La saga Lady Gaga va-t-elle rendre les Thaïlandais gogo ? Ou faut-il se gausser tout de go des dégâts provoqués par Lady Gaga ? La réponse à cette question demande que l’on se penche sur le rapport des Thaïlandais à l’image extérieure de leur pays. Car ce qui a choqué en Thaïlande ne sont pas, comme en Corée du Sud, aux Philippines ou en Indonésie, les tenues ultra-sexy de la méga-star, mais le fait qu’elle ait annoncé, sur son compte twitter, qu’elle allait acheter une fausse Rolex, puis qu’elle ait visité un cabaret de spectacles transgenres lors de sa première soirée bangkokienne. Que les fausses montres et les transgenres abondent à Bangkok relève de l’évidence. Que les spectacles de cabaret et les concours de beauté transgenres fascinent les Thaïs (et bien sûr les étrangers de passage) est bien connu. Les médias thaïlandais consacrent régulièrement de longs articles à ces phénomènes économiques, culturels et sociaux. La littérature universitaire sur la transsexualité et l’homosexualité en Thaïlande est d’une richesse étonnante.
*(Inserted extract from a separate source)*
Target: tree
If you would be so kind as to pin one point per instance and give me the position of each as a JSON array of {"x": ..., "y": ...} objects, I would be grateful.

Ce n’est donc pas la réalité de ce qu’a mis en relief Lady Gaga – l’ambiguïté sexuelle et intellectuelle – qui est en cause, ni même le fait que cette réalité soit largement exposée. Mais le fait qu’à cause de la renommée mondiale de la chanteuse et des 25 millions d’abonnés à son compte twitter, cette exposition ait eu immédiatement un retentissement mondial.

La firme britannique de dictionnaires Longman s’était heurtée au même écueil en 1993 quand elle avait défini dans son dictionnaire de la langue et de la culture anglaises le mot Bangkok comme suit : «Ville réputée pour ses pagodes bouddhistes et où il y a beaucoup de prostituées». Tous les exemplaires du dictionnaire impie avaient été immédiatement retirés des librairies du royaume et le gouvernement avait menacé d’interdire l’ensemble des publications de la firme.
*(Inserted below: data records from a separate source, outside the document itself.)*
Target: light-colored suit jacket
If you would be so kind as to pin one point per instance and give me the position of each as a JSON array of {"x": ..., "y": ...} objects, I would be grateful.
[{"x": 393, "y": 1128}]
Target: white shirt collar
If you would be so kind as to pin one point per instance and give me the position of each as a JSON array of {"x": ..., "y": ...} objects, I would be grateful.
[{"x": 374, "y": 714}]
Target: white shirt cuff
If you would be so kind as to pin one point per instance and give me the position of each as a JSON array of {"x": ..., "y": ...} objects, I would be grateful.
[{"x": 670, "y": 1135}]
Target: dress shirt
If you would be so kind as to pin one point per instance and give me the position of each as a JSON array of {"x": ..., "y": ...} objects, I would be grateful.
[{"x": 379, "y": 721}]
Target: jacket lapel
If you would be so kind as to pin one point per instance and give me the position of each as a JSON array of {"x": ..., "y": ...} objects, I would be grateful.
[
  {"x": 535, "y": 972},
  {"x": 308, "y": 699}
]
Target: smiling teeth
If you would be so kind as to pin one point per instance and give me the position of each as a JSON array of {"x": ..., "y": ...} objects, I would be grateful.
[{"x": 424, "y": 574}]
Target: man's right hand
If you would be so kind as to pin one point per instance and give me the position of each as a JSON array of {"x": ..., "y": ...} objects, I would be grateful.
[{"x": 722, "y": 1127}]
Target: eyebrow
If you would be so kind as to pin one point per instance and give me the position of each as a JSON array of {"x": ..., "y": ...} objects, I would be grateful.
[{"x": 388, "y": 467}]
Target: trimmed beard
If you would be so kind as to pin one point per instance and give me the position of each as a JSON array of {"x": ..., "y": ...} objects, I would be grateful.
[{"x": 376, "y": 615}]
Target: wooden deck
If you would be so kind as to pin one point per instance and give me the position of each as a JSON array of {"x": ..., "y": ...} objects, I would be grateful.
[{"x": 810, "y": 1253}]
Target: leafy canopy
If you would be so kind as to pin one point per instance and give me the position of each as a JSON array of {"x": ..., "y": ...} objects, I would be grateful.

En Thaïlande, la valeur de la vérité est souvent relative à sa coloration négative ou positive. Une vérité qui renforce une image positive est une vérité bonne à propager. Une vérité qui met le doigt sur certaines faiblesses est à proscrire. Une vérité n’est pas «bonne» en soi, en tant que calque fidèle de la réalité. Il y a une certaine sagesse dans cette attitude qui évite de mettre sur un piédestal une perspective sur la réalité qui n’en est qu’une parmi une infinité d’autres possibles. Comme l’authenticité des montres et l’identité sexuelle, la vérité est un concept à géométrie variable selon les circonstances. Bien sûr, cette discrimination existe partout : qui apprécie qu’on lui jette ses «quatre vérités» à la figure ? Mais le phénomène de remise en question, l’effort pour corriger ses fautes, lié à l’éthique chrétienne, n’est pas enraciné dans un environnement culturel bouddhiste où, stricto sensu, il n’est pas possible de se réformer au cours de l’existence présente.
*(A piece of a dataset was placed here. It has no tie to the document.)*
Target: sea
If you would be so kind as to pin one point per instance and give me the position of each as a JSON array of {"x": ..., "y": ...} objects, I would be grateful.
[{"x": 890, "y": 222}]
Cette obsession de l’apparence se fonde aussi sur l’importance de la face. Celle-ci n’est pas une projection de la personnalité intérieure, qui reste dans le domaine privé, mais une sorte de masque plaisant dont l’objectif est de préserver l’harmonie de l’ensemble social. Par ses commentaires et son attitude, Lady Gaga a troublé cette surface paisible. En quelques mots, elle a condensé sa vision – la vision d’une star internationale et donc, pour les Thaïlandais, représentative de celle de l’Occident – de la Thaïlande : «le pays des fausses Rolex et des transsexuels». Le paradoxe est que la séduction qu’exerce Lady Gaga sur ses fans, lesquels sont très nombreux en Thaïlande, vient de ce mélange savamment dosé de provocation, de brutale sincérité et d’irrespect des formes. En somme, d’une certaine fraîcheur. Lady Gaga n’est sûrement pas reap roy (convenable, d’une conduite appropriée), mais elle est sans conteste sanouk (délurée), voire ding-dong (fofolle).